Hunter’s response materialized instantly.

* * *

What’s wrong?

* * *

There wasn’t time to explain in detail. Showing them would be easier.

* * *

Surveillance room. Now. Bring Ash.

* * *

Stone poured fresh vodka while he waited, keeping one eye on the monitor displaying the sleeping intruder and the other on the door. She’d curled on her side with one hand tucked beneath her cheek.

In sleep, she appeared fragile, breakable in ways that had nothing to do with physical strength. But he knew better. There was untapped strength inside of her, the kind borne of will and suffering more than muscle.

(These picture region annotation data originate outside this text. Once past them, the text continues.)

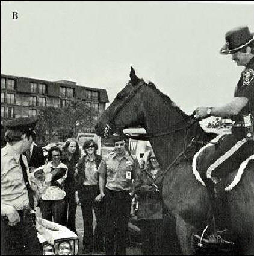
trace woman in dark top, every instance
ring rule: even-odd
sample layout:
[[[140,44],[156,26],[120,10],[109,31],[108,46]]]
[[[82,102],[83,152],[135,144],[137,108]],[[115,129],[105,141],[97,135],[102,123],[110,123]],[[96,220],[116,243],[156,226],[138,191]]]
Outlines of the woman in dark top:
[[[143,160],[134,191],[138,202],[137,215],[141,230],[142,255],[164,255],[161,197],[163,173],[153,151],[146,152]]]
[[[61,162],[68,167],[68,173],[65,181],[64,191],[66,192],[66,204],[64,222],[66,226],[76,234],[76,211],[77,199],[75,191],[77,189],[76,181],[74,177],[76,165],[81,156],[81,150],[78,142],[73,138],[69,138],[63,146]]]
[[[102,157],[96,153],[98,146],[92,139],[85,142],[85,155],[78,164],[78,197],[81,205],[84,223],[83,252],[104,251],[102,234],[103,203],[95,199],[99,194],[97,169]],[[93,208],[96,217],[96,228],[93,235]]]

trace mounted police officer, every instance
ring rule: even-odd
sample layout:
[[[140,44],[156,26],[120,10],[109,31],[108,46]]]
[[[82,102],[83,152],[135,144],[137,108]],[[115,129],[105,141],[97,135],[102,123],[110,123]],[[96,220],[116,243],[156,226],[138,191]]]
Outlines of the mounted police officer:
[[[217,146],[208,148],[211,154],[203,162],[205,164],[203,164],[207,170],[208,179],[205,183],[217,225],[215,228],[216,231],[204,241],[208,245],[212,246],[220,246],[221,243],[233,245],[233,243],[223,239],[223,232],[218,230],[223,228],[223,224],[220,227],[218,223],[220,222],[222,223],[223,217],[221,219],[220,216],[221,216],[221,211],[225,207],[225,205],[220,205],[219,202],[221,202],[221,199],[225,192],[222,179],[217,178],[218,176],[217,170],[220,168],[222,172],[229,173],[239,168],[243,161],[254,155],[253,34],[250,32],[247,27],[243,26],[227,32],[225,37],[226,43],[221,49],[220,53],[231,54],[232,60],[235,62],[237,66],[245,67],[236,86],[234,98],[231,102],[222,106],[199,107],[195,110],[197,118],[205,118],[212,115],[229,117],[235,121],[232,135],[223,136]],[[223,157],[221,158],[222,156]],[[212,171],[214,175],[212,175]],[[199,235],[196,237],[200,238]]]
[[[102,158],[98,167],[100,194],[96,200],[100,202],[105,197],[106,255],[126,255],[128,223],[134,194],[132,180],[135,179],[140,168],[137,159],[125,149],[122,137],[115,138],[114,143],[115,150]]]

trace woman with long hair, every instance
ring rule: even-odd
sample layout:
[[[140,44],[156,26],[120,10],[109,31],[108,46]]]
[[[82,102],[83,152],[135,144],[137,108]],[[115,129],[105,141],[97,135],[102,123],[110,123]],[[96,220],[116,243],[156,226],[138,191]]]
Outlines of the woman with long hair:
[[[62,149],[61,162],[68,167],[68,174],[64,184],[66,204],[64,221],[66,226],[76,234],[76,211],[78,201],[77,195],[75,194],[77,184],[74,174],[76,165],[80,158],[81,150],[77,141],[74,138],[67,139]]]
[[[78,164],[78,197],[81,205],[84,223],[83,252],[103,251],[103,203],[95,199],[99,194],[99,173],[97,169],[102,157],[96,154],[98,146],[93,139],[85,141],[83,149],[85,155]],[[93,208],[96,217],[94,235],[93,230]]]
[[[136,208],[137,223],[141,231],[142,255],[164,255],[161,197],[163,172],[152,150],[144,154],[143,161],[134,192],[138,202]]]

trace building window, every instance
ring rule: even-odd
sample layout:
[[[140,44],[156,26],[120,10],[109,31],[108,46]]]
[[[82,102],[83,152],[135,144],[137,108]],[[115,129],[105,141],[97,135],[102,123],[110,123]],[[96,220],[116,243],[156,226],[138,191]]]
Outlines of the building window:
[[[44,83],[38,84],[38,93],[41,94],[46,94],[46,85]]]
[[[6,80],[6,84],[8,90],[15,89],[15,80],[14,79],[7,79]]]
[[[40,107],[45,107],[46,103],[46,98],[42,97],[38,97],[38,106]]]
[[[60,99],[60,107],[62,109],[66,105],[66,100]]]
[[[1,93],[1,102],[2,103],[4,103],[4,92]]]
[[[5,89],[5,78],[1,78],[1,89]]]
[[[37,92],[37,84],[35,83],[30,83],[31,86],[31,92],[34,92],[35,94]]]
[[[1,107],[1,116],[4,117],[4,107]]]
[[[29,109],[28,117],[36,117],[36,109]]]
[[[85,104],[88,107],[91,107],[91,103],[90,102],[86,102]]]
[[[60,86],[60,96],[66,97],[66,88]]]
[[[85,90],[85,95],[87,98],[91,98],[91,91]]]
[[[93,108],[95,109],[95,111],[99,113],[99,103],[93,103]]]
[[[74,89],[73,88],[67,88],[67,97],[74,97]]]
[[[7,94],[7,103],[14,103],[14,94]]]
[[[99,92],[93,91],[91,92],[91,98],[93,100],[99,100]]]
[[[36,96],[30,96],[29,97],[29,106],[36,106]]]
[[[6,107],[6,117],[14,117],[14,107]]]

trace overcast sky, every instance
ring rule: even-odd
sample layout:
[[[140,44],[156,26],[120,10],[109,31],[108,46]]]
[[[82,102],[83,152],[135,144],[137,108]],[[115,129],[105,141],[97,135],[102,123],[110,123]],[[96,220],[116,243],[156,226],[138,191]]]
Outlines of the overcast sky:
[[[76,81],[111,101],[132,66],[187,114],[221,104],[243,68],[219,50],[228,30],[254,31],[254,1],[203,2],[2,1],[1,73]]]

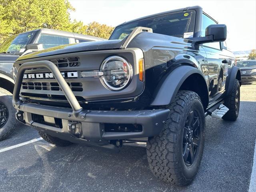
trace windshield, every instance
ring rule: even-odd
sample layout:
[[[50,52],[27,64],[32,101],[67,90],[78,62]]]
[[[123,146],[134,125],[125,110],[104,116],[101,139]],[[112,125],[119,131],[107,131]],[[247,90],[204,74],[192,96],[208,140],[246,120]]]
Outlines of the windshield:
[[[0,46],[0,53],[24,52],[25,47],[35,33],[31,32],[14,35],[7,39]]]
[[[181,38],[193,37],[196,11],[176,12],[146,18],[117,27],[110,40],[123,39],[136,27],[151,28],[153,32]]]
[[[256,67],[256,60],[238,61],[236,65],[239,67]]]

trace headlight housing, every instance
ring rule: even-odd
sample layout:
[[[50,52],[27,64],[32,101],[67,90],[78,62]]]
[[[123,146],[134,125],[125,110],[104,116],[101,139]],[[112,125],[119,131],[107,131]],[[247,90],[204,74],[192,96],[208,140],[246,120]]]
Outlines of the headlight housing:
[[[119,56],[111,56],[102,64],[101,71],[103,72],[101,79],[104,84],[111,90],[118,90],[126,87],[132,78],[131,64]]]

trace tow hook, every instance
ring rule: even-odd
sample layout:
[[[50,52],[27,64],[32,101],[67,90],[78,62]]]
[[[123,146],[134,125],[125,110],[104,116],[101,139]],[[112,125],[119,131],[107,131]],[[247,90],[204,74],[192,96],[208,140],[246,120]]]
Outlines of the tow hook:
[[[24,120],[24,113],[23,112],[19,111],[18,112],[16,112],[15,114],[16,115],[16,119],[18,121],[24,124],[26,124],[26,122]]]
[[[115,146],[116,147],[120,148],[123,146],[122,140],[112,140],[110,142],[110,144]]]
[[[80,122],[68,121],[68,131],[78,138],[80,138],[82,134],[82,124]]]

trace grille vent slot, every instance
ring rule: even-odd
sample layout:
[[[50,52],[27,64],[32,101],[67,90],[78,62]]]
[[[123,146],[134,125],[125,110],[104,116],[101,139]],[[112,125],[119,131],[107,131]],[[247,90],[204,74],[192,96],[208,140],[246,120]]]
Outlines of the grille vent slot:
[[[67,83],[68,85],[71,88],[72,91],[83,91],[83,85],[82,83],[72,82]],[[57,82],[22,82],[23,89],[32,90],[43,90],[52,91],[61,91],[61,89]]]
[[[56,60],[50,60],[59,68],[77,67],[80,66],[80,61],[78,57],[58,58]]]

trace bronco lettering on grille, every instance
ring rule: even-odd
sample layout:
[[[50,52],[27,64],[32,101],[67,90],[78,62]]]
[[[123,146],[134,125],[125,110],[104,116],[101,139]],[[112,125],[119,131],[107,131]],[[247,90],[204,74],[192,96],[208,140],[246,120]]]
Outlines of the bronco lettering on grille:
[[[61,74],[64,78],[78,77],[77,72],[62,72]],[[54,78],[52,73],[24,74],[23,79],[42,79]]]

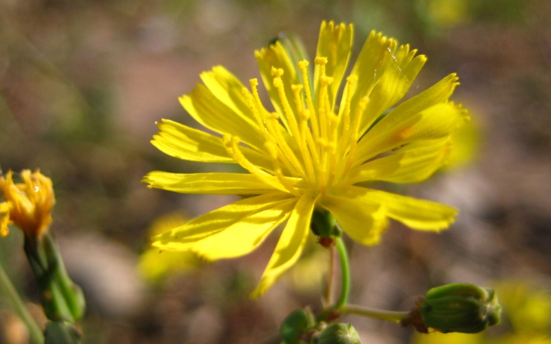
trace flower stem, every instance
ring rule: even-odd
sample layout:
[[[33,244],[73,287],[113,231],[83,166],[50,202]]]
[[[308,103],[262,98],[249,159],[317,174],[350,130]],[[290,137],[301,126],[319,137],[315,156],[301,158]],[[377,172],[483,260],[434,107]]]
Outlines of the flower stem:
[[[337,224],[336,226],[338,226]],[[340,296],[337,303],[333,306],[335,310],[340,310],[344,305],[346,304],[349,300],[349,294],[350,293],[351,277],[350,277],[350,264],[349,264],[349,254],[346,251],[346,246],[344,245],[344,241],[342,237],[337,238],[337,252],[339,254],[339,261],[340,261],[340,275],[341,275],[341,286],[340,286]]]
[[[346,304],[340,308],[343,313],[351,313],[364,316],[370,316],[381,320],[392,321],[397,324],[400,323],[402,319],[406,316],[409,312],[396,312],[393,310],[380,310],[371,307],[362,305]]]
[[[335,263],[337,255],[334,247],[331,247],[329,257],[329,269],[327,272],[327,285],[325,289],[324,307],[329,307],[333,303],[333,288],[335,282]]]
[[[21,300],[19,294],[8,277],[8,275],[6,275],[1,264],[0,264],[0,292],[10,300],[14,311],[21,321],[25,323],[32,341],[37,344],[43,344],[44,343],[44,336],[42,334],[42,330],[30,314],[27,306],[25,305],[25,303]]]

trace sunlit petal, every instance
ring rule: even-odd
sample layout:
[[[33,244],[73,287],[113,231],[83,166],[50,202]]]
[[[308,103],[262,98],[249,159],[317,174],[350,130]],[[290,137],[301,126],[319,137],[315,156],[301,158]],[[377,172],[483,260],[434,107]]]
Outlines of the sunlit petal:
[[[417,230],[445,229],[453,223],[457,214],[456,209],[444,204],[380,190],[346,186],[341,191],[351,198],[381,204],[389,217]]]
[[[258,297],[266,292],[298,260],[308,239],[310,218],[315,204],[315,200],[310,192],[298,200],[251,297]]]
[[[171,173],[160,171],[149,172],[143,182],[149,187],[181,193],[215,195],[260,195],[276,189],[246,173]]]
[[[188,250],[190,243],[224,230],[242,219],[281,203],[291,197],[282,193],[267,193],[245,198],[196,217],[183,226],[152,238],[153,246],[163,250]]]
[[[431,142],[415,142],[397,153],[373,160],[352,169],[346,183],[422,182],[444,166],[450,149],[449,137]]]

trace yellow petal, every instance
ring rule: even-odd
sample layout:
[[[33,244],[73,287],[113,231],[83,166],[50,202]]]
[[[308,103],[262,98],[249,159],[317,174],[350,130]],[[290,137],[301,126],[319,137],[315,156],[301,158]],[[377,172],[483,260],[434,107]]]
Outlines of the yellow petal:
[[[223,230],[190,244],[190,250],[209,261],[250,253],[289,218],[296,201],[296,198],[291,199],[252,213]]]
[[[322,22],[320,29],[320,39],[318,41],[316,57],[326,57],[325,74],[333,78],[333,83],[329,85],[328,93],[331,108],[335,107],[335,100],[342,76],[346,71],[350,54],[352,51],[354,30],[352,24],[345,25],[344,23],[335,25],[333,21],[329,23]],[[316,65],[314,71],[314,89],[315,90],[315,108],[320,106],[320,66]]]
[[[456,209],[444,204],[380,190],[345,186],[340,192],[349,197],[381,204],[389,217],[419,230],[447,228],[457,214]]]
[[[189,250],[189,243],[224,230],[242,219],[291,200],[287,194],[273,193],[245,198],[196,217],[152,238],[152,245],[168,250]]]
[[[171,173],[154,171],[147,173],[142,182],[148,183],[149,188],[181,193],[259,195],[276,191],[249,173]]]
[[[308,239],[315,204],[311,192],[304,193],[298,200],[251,297],[258,297],[265,293],[298,260]]]
[[[180,103],[205,127],[222,135],[238,136],[250,147],[264,151],[264,139],[257,123],[240,111],[233,111],[205,86],[197,84],[189,95],[180,97]]]
[[[358,137],[361,137],[373,121],[386,109],[402,99],[415,80],[419,72],[426,61],[426,58],[420,55],[415,58],[416,50],[409,51],[409,45],[402,45],[398,49],[391,63],[385,69],[381,79],[377,83],[369,97],[362,122],[360,125]]]
[[[222,139],[170,120],[157,123],[159,131],[151,143],[170,156],[203,162],[235,162]]]
[[[357,81],[350,89],[352,92],[351,118],[353,119],[356,116],[360,99],[369,96],[384,74],[392,61],[392,53],[395,47],[395,41],[388,39],[380,32],[377,34],[372,31],[368,36],[351,72],[351,75],[357,76]]]
[[[279,114],[283,114],[283,105],[280,99],[278,89],[273,86],[273,76],[271,74],[272,67],[277,69],[283,69],[283,75],[281,76],[281,80],[285,88],[285,96],[290,103],[291,109],[295,109],[295,96],[291,87],[293,85],[300,83],[298,74],[297,74],[296,66],[293,65],[291,58],[285,52],[283,45],[278,41],[272,44],[268,48],[262,48],[260,50],[254,52],[256,61],[258,63],[258,68],[260,69],[260,75],[268,94],[270,96],[273,107]],[[294,112],[294,111],[293,111]],[[298,114],[295,114],[297,122],[299,122]],[[280,118],[286,122],[285,116],[281,116]]]
[[[449,136],[408,144],[391,155],[371,160],[352,169],[346,180],[417,183],[430,177],[446,162],[450,151]]]
[[[327,195],[321,206],[331,212],[347,235],[364,245],[378,243],[387,226],[384,208],[369,201]]]
[[[10,204],[0,203],[0,237],[6,237],[10,233],[8,225],[10,224]]]
[[[448,136],[468,118],[466,111],[453,103],[438,103],[416,114],[395,113],[398,109],[399,107],[362,138],[353,166],[404,144]]]
[[[162,120],[157,123],[159,131],[151,142],[163,153],[185,160],[236,163],[228,155],[222,138],[173,120]],[[267,155],[244,146],[240,149],[245,158],[258,167],[267,171],[273,168]]]
[[[249,124],[256,125],[251,109],[243,95],[245,86],[236,76],[222,66],[216,66],[212,71],[201,73],[201,80],[213,94],[236,114],[248,118]]]

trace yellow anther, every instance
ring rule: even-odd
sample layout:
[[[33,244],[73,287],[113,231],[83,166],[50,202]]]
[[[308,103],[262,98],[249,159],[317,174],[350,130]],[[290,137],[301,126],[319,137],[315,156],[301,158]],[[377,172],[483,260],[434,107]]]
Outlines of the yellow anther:
[[[277,112],[269,112],[266,114],[267,120],[278,120],[280,115]]]
[[[264,142],[264,147],[266,148],[266,150],[268,151],[268,153],[272,159],[276,160],[278,158],[278,147],[276,147],[275,143],[270,142]]]
[[[273,87],[276,88],[280,88],[283,87],[283,81],[281,80],[281,78],[277,76],[273,78]]]
[[[320,81],[322,83],[322,85],[324,86],[327,86],[328,85],[331,85],[333,83],[333,78],[331,76],[327,76],[325,75],[322,75],[320,78]]]
[[[324,138],[318,138],[316,140],[315,143],[322,148],[325,148],[326,147],[327,147],[327,140],[325,140]]]
[[[360,102],[358,103],[358,106],[360,106],[360,109],[363,110],[367,106],[368,103],[369,103],[369,97],[367,96],[362,97],[362,99],[360,99]]]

His fingers tightened around the crystal tumbler as heavy footsteps announced Hunter’s approach. In the last second of having her to himself, he grieved and accepted that she would never be solely his.

“What is it?” His older brother filled the doorway like a flesh-and-blood natural disaster.

Dark hair tousled from working out, sweat still slick on his bare chest, and black cotton pants that slung low enough to display the roadmap of scars across his torso. Each mark told a story of violence survived and lessons learned in blood.

“We have a visitor.”

“Someone dies tonight,” Hunter growled in Russian, scanning for threats across the machines.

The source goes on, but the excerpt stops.